Tucson Voices: Debra Simmons
Debra Simmons says the most important lesson to be learned is that public officials could use more security.
“We’ve been really depressed, wondering who got killed and how they made it out,” Simmons said. “We’ve been talking to our neighbors…we’ve all been real sad about it.”
The 56-year-old housewife says she voted for Giffords because she agrees with the congresswoman’s views on immigration.
Simmons is originally from Wisconsin and moved to Tucson 20 years ago. She says this isn’t the first time she has experienced gun violence since she moved to Arizona. Six years ago, her grandson’s 17-year-old friend was killed in a drive-by shooting while he stood at a bus stop on his way home from school.
“[Gun laws] should be less lenient,” she said. “Just because this is the wild west doesn’t mean people have to carry around guns.”

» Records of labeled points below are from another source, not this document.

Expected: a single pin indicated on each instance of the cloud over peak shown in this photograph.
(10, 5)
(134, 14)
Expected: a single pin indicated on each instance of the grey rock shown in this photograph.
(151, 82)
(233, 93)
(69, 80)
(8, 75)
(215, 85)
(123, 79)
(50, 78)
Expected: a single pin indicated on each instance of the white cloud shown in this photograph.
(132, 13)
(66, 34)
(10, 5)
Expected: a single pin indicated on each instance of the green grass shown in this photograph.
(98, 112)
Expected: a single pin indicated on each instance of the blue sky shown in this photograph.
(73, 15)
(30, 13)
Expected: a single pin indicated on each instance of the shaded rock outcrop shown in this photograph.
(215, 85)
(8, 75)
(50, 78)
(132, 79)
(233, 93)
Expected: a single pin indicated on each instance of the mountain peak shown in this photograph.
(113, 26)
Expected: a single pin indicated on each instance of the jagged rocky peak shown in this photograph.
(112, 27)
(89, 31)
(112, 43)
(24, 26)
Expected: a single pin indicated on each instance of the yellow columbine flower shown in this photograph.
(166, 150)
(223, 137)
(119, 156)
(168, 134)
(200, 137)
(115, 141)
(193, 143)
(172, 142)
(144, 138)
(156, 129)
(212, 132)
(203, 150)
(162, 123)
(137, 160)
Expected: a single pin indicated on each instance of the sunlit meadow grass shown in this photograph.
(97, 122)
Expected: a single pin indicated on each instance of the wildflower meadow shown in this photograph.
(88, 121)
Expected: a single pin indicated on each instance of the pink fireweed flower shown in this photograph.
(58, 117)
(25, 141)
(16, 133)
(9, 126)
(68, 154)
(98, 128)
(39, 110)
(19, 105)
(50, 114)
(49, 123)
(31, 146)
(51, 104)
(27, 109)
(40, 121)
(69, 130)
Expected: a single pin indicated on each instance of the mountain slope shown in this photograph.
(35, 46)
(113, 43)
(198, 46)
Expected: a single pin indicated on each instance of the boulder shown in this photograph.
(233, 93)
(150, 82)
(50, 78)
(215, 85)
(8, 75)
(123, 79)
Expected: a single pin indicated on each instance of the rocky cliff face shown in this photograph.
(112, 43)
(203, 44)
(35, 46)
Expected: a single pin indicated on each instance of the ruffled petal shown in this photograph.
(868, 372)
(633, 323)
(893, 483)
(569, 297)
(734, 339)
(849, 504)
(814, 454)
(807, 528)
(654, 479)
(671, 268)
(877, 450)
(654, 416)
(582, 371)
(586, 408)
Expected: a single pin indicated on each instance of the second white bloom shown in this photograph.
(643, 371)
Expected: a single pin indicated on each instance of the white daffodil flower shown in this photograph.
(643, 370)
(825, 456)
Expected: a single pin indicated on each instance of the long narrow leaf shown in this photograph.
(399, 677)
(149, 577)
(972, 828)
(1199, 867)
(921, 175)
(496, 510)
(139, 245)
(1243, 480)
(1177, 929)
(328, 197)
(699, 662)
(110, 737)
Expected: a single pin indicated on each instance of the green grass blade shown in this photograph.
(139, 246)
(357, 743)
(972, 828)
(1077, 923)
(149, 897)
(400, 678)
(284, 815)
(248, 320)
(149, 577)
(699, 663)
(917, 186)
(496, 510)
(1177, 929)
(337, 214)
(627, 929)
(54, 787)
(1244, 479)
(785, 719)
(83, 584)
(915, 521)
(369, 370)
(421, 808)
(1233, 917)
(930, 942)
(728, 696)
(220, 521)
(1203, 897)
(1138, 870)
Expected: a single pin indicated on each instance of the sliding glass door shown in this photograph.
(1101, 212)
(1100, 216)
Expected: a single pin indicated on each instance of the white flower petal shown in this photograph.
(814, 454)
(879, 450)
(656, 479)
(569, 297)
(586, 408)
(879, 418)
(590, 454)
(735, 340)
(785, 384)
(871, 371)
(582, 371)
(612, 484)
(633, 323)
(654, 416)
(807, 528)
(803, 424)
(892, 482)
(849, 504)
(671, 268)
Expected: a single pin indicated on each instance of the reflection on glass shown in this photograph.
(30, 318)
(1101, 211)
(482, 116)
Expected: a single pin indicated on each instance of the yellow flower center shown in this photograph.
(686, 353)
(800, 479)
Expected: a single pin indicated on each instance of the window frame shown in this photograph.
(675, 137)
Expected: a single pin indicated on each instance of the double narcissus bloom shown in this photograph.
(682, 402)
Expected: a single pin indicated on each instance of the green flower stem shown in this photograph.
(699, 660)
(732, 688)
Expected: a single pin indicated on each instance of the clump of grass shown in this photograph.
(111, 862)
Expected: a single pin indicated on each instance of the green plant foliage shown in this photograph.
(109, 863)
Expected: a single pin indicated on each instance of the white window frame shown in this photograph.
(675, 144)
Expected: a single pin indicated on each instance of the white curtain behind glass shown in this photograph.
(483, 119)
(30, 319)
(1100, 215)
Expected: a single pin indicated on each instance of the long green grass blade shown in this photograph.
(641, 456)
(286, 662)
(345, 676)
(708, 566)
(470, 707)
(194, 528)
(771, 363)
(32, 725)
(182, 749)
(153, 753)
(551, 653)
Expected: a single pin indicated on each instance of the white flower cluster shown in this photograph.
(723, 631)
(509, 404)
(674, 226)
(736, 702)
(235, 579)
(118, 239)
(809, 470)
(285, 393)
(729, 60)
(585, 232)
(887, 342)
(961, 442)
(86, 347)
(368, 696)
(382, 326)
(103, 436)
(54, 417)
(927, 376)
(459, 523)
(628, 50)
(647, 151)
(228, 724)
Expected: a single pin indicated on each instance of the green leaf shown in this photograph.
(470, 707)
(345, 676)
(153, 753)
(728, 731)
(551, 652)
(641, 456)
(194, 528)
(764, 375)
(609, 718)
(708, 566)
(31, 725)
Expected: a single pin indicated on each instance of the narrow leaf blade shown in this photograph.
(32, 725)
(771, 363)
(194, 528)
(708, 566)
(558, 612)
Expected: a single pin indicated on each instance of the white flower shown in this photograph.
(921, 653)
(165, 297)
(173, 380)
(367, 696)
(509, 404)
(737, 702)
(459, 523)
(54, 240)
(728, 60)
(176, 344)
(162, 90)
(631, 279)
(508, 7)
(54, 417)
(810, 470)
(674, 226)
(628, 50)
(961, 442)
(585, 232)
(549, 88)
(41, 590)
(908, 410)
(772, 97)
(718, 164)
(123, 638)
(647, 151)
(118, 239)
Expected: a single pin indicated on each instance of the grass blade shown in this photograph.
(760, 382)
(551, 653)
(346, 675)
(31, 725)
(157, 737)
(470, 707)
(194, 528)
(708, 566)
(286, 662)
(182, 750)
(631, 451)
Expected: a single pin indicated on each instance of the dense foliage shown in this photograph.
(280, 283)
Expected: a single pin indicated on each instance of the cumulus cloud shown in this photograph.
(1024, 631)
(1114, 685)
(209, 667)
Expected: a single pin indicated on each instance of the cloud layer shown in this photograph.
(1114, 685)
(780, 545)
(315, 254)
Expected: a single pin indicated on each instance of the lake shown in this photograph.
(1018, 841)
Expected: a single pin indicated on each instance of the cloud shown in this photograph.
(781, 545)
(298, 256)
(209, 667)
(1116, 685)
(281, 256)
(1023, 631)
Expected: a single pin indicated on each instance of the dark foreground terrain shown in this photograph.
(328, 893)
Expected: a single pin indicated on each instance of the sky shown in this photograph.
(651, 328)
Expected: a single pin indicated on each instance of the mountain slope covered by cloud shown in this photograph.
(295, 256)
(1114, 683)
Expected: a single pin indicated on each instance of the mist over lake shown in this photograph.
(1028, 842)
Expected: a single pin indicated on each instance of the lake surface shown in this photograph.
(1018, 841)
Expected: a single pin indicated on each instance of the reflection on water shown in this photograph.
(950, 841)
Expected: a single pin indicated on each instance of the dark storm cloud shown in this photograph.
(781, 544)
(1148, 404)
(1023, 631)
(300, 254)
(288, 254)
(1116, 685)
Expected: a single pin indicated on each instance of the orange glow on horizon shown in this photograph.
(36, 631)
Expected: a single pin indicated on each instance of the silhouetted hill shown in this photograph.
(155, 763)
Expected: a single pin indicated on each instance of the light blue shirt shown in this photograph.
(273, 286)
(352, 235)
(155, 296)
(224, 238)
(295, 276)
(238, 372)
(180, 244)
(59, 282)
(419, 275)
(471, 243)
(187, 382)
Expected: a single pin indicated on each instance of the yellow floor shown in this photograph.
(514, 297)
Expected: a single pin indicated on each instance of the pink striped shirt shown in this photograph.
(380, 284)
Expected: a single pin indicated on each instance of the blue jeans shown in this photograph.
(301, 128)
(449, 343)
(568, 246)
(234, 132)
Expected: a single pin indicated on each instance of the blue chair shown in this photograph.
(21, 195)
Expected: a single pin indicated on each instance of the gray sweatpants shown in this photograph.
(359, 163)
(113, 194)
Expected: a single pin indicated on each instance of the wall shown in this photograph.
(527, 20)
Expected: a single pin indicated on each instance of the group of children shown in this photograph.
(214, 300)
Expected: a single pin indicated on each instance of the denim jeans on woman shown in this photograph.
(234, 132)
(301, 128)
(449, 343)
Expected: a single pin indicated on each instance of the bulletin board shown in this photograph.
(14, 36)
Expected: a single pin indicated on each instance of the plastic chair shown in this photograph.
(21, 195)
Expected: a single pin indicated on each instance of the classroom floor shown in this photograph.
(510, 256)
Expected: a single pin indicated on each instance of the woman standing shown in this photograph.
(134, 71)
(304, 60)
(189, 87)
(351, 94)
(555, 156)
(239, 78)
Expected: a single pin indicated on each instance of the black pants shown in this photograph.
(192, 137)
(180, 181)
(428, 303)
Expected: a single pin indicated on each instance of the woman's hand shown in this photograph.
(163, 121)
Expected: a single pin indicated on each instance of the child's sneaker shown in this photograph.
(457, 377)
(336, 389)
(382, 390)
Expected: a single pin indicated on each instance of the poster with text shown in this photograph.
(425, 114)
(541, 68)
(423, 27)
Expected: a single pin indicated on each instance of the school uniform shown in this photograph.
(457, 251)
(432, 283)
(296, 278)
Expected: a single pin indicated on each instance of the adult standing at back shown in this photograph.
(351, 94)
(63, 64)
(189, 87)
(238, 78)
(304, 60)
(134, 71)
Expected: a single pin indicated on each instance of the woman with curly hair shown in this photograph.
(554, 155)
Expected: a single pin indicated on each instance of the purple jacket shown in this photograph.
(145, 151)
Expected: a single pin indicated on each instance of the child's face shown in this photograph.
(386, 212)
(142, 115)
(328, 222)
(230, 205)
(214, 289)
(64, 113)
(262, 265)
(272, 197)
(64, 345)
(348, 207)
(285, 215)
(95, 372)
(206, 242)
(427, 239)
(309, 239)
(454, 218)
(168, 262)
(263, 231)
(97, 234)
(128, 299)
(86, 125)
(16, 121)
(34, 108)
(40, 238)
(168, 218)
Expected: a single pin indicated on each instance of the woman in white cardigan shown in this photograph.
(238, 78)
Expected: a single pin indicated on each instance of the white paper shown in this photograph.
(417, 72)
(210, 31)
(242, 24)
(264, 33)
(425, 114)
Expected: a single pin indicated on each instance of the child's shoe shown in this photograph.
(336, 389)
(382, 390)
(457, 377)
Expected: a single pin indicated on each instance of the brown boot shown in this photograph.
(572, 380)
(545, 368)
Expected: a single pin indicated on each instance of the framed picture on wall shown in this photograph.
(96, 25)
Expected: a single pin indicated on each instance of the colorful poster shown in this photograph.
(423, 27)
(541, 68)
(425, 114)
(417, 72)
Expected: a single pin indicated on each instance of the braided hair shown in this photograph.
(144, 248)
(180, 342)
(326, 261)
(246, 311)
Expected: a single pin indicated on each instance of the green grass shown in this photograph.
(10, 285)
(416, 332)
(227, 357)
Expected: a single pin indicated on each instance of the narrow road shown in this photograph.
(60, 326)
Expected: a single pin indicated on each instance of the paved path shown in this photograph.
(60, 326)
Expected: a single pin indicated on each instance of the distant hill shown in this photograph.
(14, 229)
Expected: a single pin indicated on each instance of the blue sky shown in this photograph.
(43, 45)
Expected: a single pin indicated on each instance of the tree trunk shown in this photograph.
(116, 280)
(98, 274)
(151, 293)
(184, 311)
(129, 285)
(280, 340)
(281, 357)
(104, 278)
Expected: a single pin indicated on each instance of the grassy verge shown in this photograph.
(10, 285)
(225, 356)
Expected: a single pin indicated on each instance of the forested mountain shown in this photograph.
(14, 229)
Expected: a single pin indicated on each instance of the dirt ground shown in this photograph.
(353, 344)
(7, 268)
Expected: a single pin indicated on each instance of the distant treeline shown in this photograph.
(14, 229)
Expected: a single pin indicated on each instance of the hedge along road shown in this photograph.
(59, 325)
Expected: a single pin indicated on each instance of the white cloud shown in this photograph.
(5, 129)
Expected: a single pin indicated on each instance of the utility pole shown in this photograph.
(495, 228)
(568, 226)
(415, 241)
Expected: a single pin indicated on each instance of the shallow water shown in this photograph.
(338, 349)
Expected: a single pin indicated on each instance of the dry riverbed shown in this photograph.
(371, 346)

Simmons has been watching the continuous coverage of the shooting to try to make sense of what happened.
“I don’t know who [the shooter] was after…if he was after Giffords or the judge,” she said. “I keep watching to see why it happened.”
She said she was especially nervous when President Obama visited Tucson for the memorial because she feared that he might be the target of another shooting.
Still, Simmons does not believe that open political discussion is dangerous, especially since she says she does not know the motivation behind the shooting. But she says the real problem is that public officials do not have enough security.
“Everyone in office should have more security,” she said. “And I really hope they get some after this.”